Friday, December 16, 2011

PRESENTS, PRESENTS. PRESENTS EVERYWHERE


My kids are being SPOILED this year. You see, my mother sent her "12 days of Christmas" package early in December. Then their other grandma did a similar series of presents. We're finally reaching the end, tomorrow will be the last day they open presents before Christmas. Well it would be, except I went to the Dollar Store and grabbed some new toys to pull out at regular intervals during our trip to Grandma's house. I wrapped them too, since I had paper left over from last year.

And when they get to Grandma's house (technically great-grandma, but they don't understand that difference)? MORE presents. She asked for the list in November. The day I sent it she emailed me back explaining everything she had gotten for them, which was every item on the list. They're going to have an AWESOME Christmas. Plus my parents are dropping by and that means even more presents ... sometimes it can be advantageous to be the only grand kids (yet, anyway) on both sides of the family.

But what is really, really cool is the Orclette's reaction to the Salvation Army bell/donation people outside of Walmart (are those ubiquitous?) and the Children's Miracle Network (I think that's the right name). She had asked me what both were for and I explained that they helped little kids and families who need to go to the hospital or don't have enough to celebrate Christmas. She immediately asked me for money so she could help them. It was incredibly heartwarming, since giving, especially at such an iconic time of year, is what I think we all should do.

And since my last paragraph was about giving I thought I'd segue into something very dear to me (this is not sponsored, I don't know if either of these organizations do that, but just so you know): Compassion  , an organization devoted to lifting children out of poverty (among other things). It's certainly not the only organization out there that does this but I like it because it is a Christian organization that works through local churches to reach the communities. I also appreciate World Vision, another organization that is unashamedly Christian but that works with any organization in a community in order to aid them (both of these descriptions are what I've gleaned from reading their sites and hopefully they're accurate). I think both approaches are valid and needed; churches should be strengthened, Christians should be helping anyone who needs help, regardless of race/religion/etc.

This is dear to me because we are involved with Compassion. After my kids were born I found that I could no longer even contemplate harm being done to little children. I won't watch movies or read books that place little children in harm's way (although I did read The Hunger Games Trilogy). This feeling developed into a desire to help kids who didn't have enough to eat/were orphaned/etc.
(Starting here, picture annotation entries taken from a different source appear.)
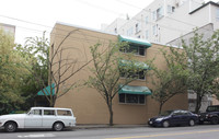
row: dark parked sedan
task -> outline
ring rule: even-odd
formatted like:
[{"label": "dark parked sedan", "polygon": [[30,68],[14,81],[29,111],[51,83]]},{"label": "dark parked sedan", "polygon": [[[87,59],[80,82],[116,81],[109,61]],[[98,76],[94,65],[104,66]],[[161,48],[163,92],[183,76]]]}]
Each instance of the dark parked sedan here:
[{"label": "dark parked sedan", "polygon": [[170,127],[177,125],[194,126],[198,123],[198,116],[189,111],[166,111],[158,117],[150,118],[148,125],[153,127]]}]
Compassion has enabled us to do that, and it is just so incredible to know that we are actually having an impact, we are actually doing something to help alleviate the grievous conditions some of these children are in. It helps me in my history classes when I read about the horrific things that people have done to each other, to the littlest among us. I remember that we are helping, and that we are not the only ones, that others are also doing everything they can to help. It's the greatest present, in my opinion, that you can ever give yourself.

So there you go. I hope that didn't sound like an infomercial (I have a tendency to do that); I attempted to actually write what I felt about the whole thing. May everyone have a lovely Christmas, may your children have presents waiting for them under the tree and may everyone have joy.